Moderator of the Presbyterian Church in Ireland
- In office June 2010 – June 2011
- Preceded by: Thomas Stafford Carson
- Succeeded by: Ivan James Patterson

Personal life
- Born: 6 October 1946 (age 79) Magheralin, County Down, Northern Ireland
- Education: Trinity College Dublin; Union Theological College;
- Occupation: Minister (formerly)

Religious life
- Religion: Presbyterian
- Denomination: Presbyterian Church in Ireland
- Church: Ballysillan Presbyterian Church

= Norman Hamilton (minister) =

British minister (born 1946)

Norman Hamilton, (born 6 October 1946) was Moderator of the Presbyterian Church in Ireland from June 2010 - June 2011.

== Early life ==
Hamilton was born in Magheralin, County Down. He went to primary school in Magheralin and Lurgan, before then attending the Portadown College grammar school. He met his wife, Evelyn, while studying Economics at Trinity College Dublin.

== Career ==
After graduation he worked as a civil servant for some time before moving to England for a staff position at the Universities and Colleges Christian Fellowship. After four years, he returned to study Theology at the Union Theological College in Belfast.

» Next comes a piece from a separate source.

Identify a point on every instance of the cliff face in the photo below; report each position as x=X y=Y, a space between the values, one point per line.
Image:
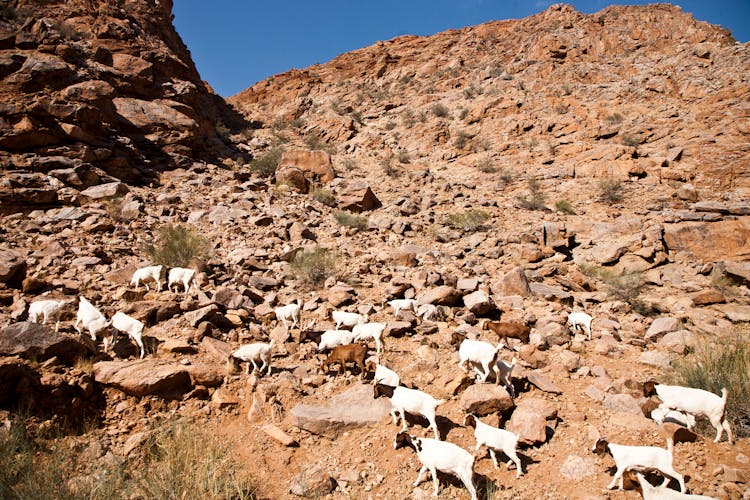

Following graduation, he was an assistant minister at the Lowe Memorial Presbyterian Church for six years before he became a minister at Ballysillan Presbyterian in north Belfast. Hamilton served as a minister at the Ballysillan church for twenty-six years until retiring in 2014.

In 2001, Hamilton played a key role in bringing the Holy Cross dispute to an end.

In February 2010, Hamilton tied with Newtownards-based Norman McAuley in an election to elect a new moderator for the Presbyterian Church in Ireland. Following another election in March, Hamilton succeeded Stafford Carson as Moderator after securing the votes of 11 of 19 presbyteries. He served as moderator for a year before Ivan Patterson succeeded him in June 2011.

In 2021, Hamilton joined the SDLP's 'New Ireland Commission'.

== Awards ==
Hamilton was made an Officer of the Order of the British Empire (OBE) by Queen Elizabeth II during the 2007 New Year Honours for his services to community relations in Northern Ireland.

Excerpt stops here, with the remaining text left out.